Il Tribunale di Bari (sezione distaccata di Rutigliano, giudice Pietro Mastronardi) ha pronunciato un sentenza, applicabile alla massima parte dei contratti in Italia, affermando che il calcolo dell'interesse nel piano di ammortamento deve essere trasparente ed eseguito secondo le regole matematiche dell'interesse semplice e non di quello composto utilizzato appunto nell'ammortamento "alla francese". Il Codice Civile richiede il calcolo dell'interesse giorno per giorno (articolo 820/821), non può essere applicato quello composto se non nei limiti dell'articolo 1283 che prevede che il patto anatocistico (cioè di capitalizzazione composta) sia successivo alla maturazione dell'interesse e mai precedente, come invece accade nell'ammortamento "alla francese".

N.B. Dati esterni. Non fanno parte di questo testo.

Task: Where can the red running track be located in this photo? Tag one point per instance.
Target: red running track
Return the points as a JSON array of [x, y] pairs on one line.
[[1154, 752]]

La banca, che utilizza nel contratto questo tipo di capitalizzazione, viola non solo l'articolo 1283 del Codice Civile ma anche l'articolo 1284 che, in caso di mancata determinazione e specificazione o di incertezza (tra tasso nominale contrattuale e tasso effettivo del piano di ammortamento allegato al contratto), impone l'applicazione del tasso legale semplice e non quello ultralegale, indeterminato o incerto.

Questo significa che la maggior parte dei mutui stipulati devono essere ricalcolati utilizzando l’interesse semplice al tasso legale con notevole risparmio per tutti i mutuatari.

 

LM Lab è un team di professionisti che, da oltre dieci anni e su tutto il territorio nazionale, svolge attività di consulenza strategica e controllo di gestione finanziaria. Nel dettaglio ci occupiamo del rapporto Banca-Impresa, di analizzare e risolvere tutte le problematiche che ogni azienda incontra nella sua vita d'impresa con il sistema bancario.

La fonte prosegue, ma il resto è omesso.